We're not a specialised wargaming miniatures store, but when it comes to dice, and dice for dungeons and dragons, there can be a lot of cross over. A fist of D6's can be hurled for Space Marines as much as they can be for a D&D Fireball. So, our Dungeons and Dragons Dice, have some mutli-use capacity. Add to this, that some wargames sell their dice sets at an inflated price, making cross-pollination a more attractive idea for the shrewd gamer.
To date, the best way to get a fist full of small or large D6's to equip those Space Marines or French Republican Guard with a bevy of ammunition ready for a volley are Chessex's D6 packs.
Sometimes with DnD Dice you just need a whole bunch of dice. Maybe you're a player in an epic campaign who simply must cast Meteor Swarm on absolutely everyone, but you're on a tight budget from the academy (Hogwarts isn't what it used to be). Perhaps you're a budding DM who needs to up their dice game for their NPC armies, or to help new players who don't yet have their own sets, but need something to roll with. You could go the "cheap" route and source the lowest priced set you can find (still a bit pricey).
Or, you can just buy a huge bag of bulk d&d dice from Chessex. Pound 'O Dice is the affordable and serendipitous way to up your dice game quickly.
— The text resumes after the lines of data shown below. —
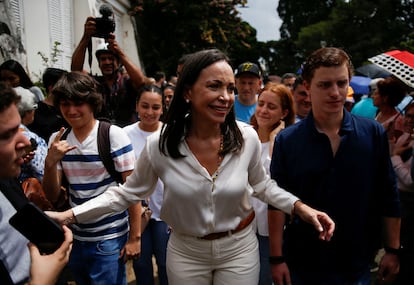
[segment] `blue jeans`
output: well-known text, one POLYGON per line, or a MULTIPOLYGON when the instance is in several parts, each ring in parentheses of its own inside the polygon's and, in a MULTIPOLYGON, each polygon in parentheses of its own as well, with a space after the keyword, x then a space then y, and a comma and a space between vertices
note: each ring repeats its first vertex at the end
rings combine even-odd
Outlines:
POLYGON ((329 272, 290 271, 292 285, 371 285, 371 273, 367 268, 357 280, 346 280, 344 276, 329 272))
POLYGON ((168 285, 166 272, 167 244, 170 237, 168 225, 151 219, 141 235, 141 255, 134 260, 133 267, 137 285, 153 285, 154 269, 152 255, 155 256, 160 285, 168 285))
POLYGON ((269 263, 269 237, 261 236, 256 233, 259 241, 260 254, 260 278, 259 285, 272 285, 272 272, 270 271, 269 263))
POLYGON ((74 240, 69 267, 76 284, 127 284, 125 263, 119 258, 127 238, 125 234, 97 242, 74 240))

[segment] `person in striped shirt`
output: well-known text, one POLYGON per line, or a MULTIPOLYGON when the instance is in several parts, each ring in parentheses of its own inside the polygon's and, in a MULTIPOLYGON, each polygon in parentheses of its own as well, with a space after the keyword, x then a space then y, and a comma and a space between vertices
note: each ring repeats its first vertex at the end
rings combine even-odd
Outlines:
MULTIPOLYGON (((54 105, 71 130, 65 139, 61 139, 65 131, 62 128, 49 140, 43 187, 52 202, 61 195, 63 176, 69 184, 72 207, 117 185, 98 151, 102 122, 95 114, 102 106, 102 96, 97 90, 94 79, 80 72, 63 75, 53 89, 54 105)), ((125 181, 134 168, 131 142, 114 125, 109 140, 115 169, 125 181)), ((72 226, 74 243, 69 267, 77 284, 126 284, 125 258, 138 258, 140 253, 141 204, 132 205, 128 211, 129 215, 127 211, 115 212, 72 226)))

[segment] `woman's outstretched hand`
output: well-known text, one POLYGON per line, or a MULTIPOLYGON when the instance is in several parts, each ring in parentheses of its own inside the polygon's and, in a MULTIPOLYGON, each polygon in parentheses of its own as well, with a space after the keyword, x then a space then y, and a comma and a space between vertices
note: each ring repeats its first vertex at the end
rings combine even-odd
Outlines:
POLYGON ((319 232, 321 240, 331 240, 335 230, 335 223, 326 213, 317 211, 301 201, 297 201, 293 207, 293 214, 313 225, 319 232))
POLYGON ((60 225, 70 225, 76 223, 72 209, 66 210, 64 212, 45 211, 45 213, 60 225))

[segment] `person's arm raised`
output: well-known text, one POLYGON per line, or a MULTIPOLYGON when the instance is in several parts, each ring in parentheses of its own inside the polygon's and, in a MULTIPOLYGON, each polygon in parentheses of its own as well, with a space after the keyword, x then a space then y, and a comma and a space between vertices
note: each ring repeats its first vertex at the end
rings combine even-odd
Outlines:
POLYGON ((88 17, 85 22, 83 36, 72 54, 72 63, 70 69, 72 71, 82 71, 83 63, 85 62, 86 49, 96 32, 95 18, 88 17))
POLYGON ((146 83, 147 77, 144 75, 142 70, 138 66, 136 66, 127 56, 127 54, 121 49, 113 33, 110 34, 110 37, 108 39, 108 49, 112 50, 119 56, 119 59, 122 65, 125 67, 135 89, 139 89, 142 85, 146 83))

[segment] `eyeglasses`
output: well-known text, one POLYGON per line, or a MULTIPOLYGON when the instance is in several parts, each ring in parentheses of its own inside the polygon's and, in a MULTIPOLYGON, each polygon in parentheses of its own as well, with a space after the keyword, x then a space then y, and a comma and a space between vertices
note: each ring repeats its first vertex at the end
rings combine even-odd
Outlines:
POLYGON ((405 114, 404 118, 407 120, 414 120, 414 114, 405 114))

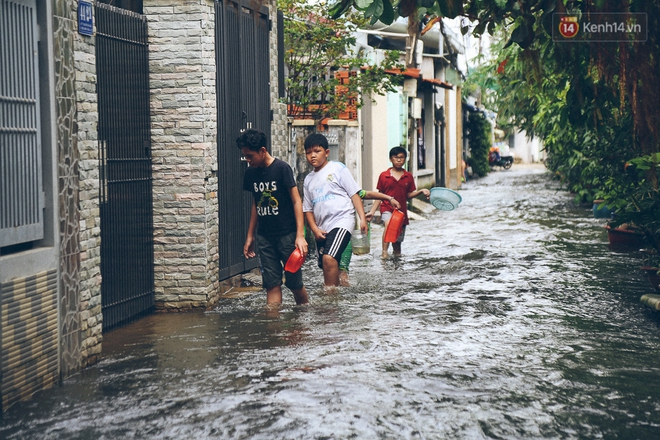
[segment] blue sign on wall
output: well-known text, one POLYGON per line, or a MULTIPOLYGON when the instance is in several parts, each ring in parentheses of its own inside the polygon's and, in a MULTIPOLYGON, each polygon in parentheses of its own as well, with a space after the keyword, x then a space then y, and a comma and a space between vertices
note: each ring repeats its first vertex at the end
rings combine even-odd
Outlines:
POLYGON ((88 37, 94 35, 94 10, 91 3, 78 2, 78 33, 88 37))

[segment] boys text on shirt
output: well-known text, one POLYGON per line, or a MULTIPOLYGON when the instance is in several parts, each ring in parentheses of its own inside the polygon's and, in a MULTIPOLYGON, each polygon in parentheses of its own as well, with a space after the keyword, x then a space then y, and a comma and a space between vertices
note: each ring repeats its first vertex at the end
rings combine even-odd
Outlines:
POLYGON ((288 163, 275 159, 265 168, 248 167, 243 189, 252 193, 257 207, 257 233, 277 237, 296 231, 296 217, 289 190, 296 186, 288 163))
MULTIPOLYGON (((390 173, 391 168, 380 173, 378 176, 378 183, 376 189, 383 194, 394 197, 397 202, 401 204, 401 211, 405 214, 406 219, 404 224, 408 224, 408 193, 417 189, 413 175, 408 171, 403 171, 403 175, 399 180, 396 180, 390 173)), ((393 212, 394 208, 390 202, 384 200, 380 204, 380 212, 393 212)))
POLYGON ((355 206, 351 196, 358 191, 360 186, 346 165, 330 161, 305 177, 303 212, 313 212, 316 225, 325 232, 334 228, 352 231, 355 206))

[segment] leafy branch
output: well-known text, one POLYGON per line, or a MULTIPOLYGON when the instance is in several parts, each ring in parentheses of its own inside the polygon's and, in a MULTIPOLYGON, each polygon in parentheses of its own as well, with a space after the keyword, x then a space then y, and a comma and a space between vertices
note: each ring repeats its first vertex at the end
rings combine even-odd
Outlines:
POLYGON ((284 64, 289 116, 315 120, 337 118, 359 109, 364 97, 394 91, 400 82, 386 70, 401 67, 397 51, 385 51, 374 62, 358 47, 355 32, 365 20, 356 14, 328 19, 327 3, 280 0, 283 11, 284 64), (348 79, 337 78, 349 72, 348 79))

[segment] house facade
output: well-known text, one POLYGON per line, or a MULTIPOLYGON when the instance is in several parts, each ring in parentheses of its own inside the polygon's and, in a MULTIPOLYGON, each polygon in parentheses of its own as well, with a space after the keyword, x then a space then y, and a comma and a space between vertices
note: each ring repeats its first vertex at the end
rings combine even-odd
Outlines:
POLYGON ((286 155, 274 2, 2 0, 2 408, 256 267, 235 138, 286 155), (14 38, 19 35, 21 38, 14 38))
MULTIPOLYGON (((375 60, 385 49, 405 52, 407 38, 405 21, 380 24, 357 35, 358 45, 375 60)), ((375 189, 379 174, 391 166, 389 150, 395 146, 408 150, 407 169, 418 187, 460 187, 462 97, 455 58, 462 50, 449 29, 435 24, 417 42, 416 67, 392 72, 403 76, 403 85, 366 100, 360 112, 365 188, 375 189)))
You never know what you will find in these bulk RPG dice packs, apart from an interesting mix of various Chessex offerings, including the occasional oversized odd-ball die (which is more fun than disappointment).
Hotly anticipated from Reaper are their new Pizza Dungeon Dice. We will wait and see, but we're hopeful that Reaper Miniatures, the same company that brought quality miniatures to the masses with their Bones lines, can offer the same value to the emerging dice industry.